Cloud Computing develops rapidly and has been widely used in recent years. Remote user security authentication plays an important role in Cloud Computing security mechanism. Some of remote authentication protocols have high computational cost, and they have much interaction rounds, the credibility of remote user’s platform could not be guaranteed. In this paper, we put forward a user identity authentication scheme based on trusted platform for Cloud Computing. In this scheme, the cloud user registers in the trusted certificate authority (CA), and obtains the certificate issued by CA. Afterwards, the certificate is sent to the cloud server, and the cloud server verifies the validity of the remote user identity according to the certificate. At the same time, this scheme provides mutual authentication while it establishes communication key between the remote user and cloud server. The analysis shows that this scheme is secure against insider attack, replay attack, backward/forward attack, and forgery attack. Compared with the related work, the scheme has higher computing efficiency and less interaction rounds.

1 Introduction

Cloud Computing is a kind of computing resource service model, which fulfills the need of the Internet users with flexible on-demand services. This model enables computing, storage, platforms, and services to be available to users on the Internet in an abstract, virtual, dynamic, extensible and manageable manner [1]. With the rapid development of the Internet and network technology, Cloud Computing has become the main environment for data storage and computing, and the impact is more and more extensive [2, 3].

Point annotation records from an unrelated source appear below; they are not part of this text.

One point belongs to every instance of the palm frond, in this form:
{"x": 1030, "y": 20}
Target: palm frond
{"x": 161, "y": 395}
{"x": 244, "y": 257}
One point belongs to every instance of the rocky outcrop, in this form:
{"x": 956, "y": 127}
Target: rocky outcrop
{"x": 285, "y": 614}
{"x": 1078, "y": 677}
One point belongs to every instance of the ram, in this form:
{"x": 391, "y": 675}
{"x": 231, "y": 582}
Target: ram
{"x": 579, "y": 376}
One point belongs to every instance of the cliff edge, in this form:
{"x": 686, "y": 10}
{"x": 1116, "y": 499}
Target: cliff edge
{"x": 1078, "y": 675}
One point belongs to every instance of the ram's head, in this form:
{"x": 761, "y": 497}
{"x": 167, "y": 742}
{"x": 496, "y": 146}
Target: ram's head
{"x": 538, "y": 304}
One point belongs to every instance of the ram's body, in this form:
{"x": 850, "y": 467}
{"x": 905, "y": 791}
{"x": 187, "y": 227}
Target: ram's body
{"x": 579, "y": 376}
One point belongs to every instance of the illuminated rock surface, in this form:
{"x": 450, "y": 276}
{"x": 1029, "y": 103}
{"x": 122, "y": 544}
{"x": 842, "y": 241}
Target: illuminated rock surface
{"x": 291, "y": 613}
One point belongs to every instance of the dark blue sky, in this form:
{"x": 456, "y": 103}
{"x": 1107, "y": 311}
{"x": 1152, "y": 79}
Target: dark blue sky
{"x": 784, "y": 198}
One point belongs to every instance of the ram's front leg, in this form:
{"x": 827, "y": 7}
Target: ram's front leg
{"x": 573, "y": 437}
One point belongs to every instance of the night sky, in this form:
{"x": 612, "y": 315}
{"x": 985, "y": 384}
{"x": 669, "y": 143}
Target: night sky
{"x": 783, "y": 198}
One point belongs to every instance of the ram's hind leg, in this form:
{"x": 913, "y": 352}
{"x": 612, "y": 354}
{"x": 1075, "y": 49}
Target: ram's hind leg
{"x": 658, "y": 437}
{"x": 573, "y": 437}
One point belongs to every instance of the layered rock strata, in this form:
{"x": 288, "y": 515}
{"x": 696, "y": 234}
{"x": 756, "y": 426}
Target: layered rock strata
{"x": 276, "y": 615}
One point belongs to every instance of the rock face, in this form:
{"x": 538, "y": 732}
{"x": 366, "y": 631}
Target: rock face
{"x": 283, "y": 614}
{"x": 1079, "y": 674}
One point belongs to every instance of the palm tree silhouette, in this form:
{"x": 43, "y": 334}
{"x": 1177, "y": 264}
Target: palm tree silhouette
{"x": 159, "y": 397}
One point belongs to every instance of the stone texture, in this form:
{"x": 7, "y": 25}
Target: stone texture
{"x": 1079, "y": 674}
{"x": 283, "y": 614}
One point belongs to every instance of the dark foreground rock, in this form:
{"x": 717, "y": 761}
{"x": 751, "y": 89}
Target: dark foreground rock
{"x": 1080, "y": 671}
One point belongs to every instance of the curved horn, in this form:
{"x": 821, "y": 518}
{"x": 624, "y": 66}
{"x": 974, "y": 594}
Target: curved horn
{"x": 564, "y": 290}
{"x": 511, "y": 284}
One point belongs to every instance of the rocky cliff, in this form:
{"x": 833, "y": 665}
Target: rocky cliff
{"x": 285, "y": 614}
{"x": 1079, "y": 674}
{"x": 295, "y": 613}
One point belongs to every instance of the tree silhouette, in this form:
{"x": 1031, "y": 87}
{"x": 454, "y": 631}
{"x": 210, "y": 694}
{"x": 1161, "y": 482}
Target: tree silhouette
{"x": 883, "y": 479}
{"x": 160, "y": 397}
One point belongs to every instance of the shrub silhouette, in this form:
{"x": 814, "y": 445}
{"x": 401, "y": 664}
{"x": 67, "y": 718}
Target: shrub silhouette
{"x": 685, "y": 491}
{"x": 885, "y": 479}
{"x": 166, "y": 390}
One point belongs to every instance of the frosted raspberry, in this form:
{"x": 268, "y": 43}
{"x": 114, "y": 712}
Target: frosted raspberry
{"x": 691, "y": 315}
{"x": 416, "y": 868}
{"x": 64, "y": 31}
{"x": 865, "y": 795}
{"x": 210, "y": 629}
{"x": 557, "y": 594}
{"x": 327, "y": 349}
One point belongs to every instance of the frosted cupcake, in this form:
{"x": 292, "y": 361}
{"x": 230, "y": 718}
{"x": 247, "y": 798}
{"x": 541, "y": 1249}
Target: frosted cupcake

However, the security problems caused by the openness, dynamic and large scale of the Cloud Computing also attract people’s attention, which has become the main factor to hinder its further application. One of them is the authenticity of the user identity and the integrity and the forgery-resistance of the platform. Therefore, on the premise of ensuring the authenticity of the cloud user identity and the integrity of the platform, how can the cloud user access to the cloud server securely and efficiently has become a research hotspot [4–6].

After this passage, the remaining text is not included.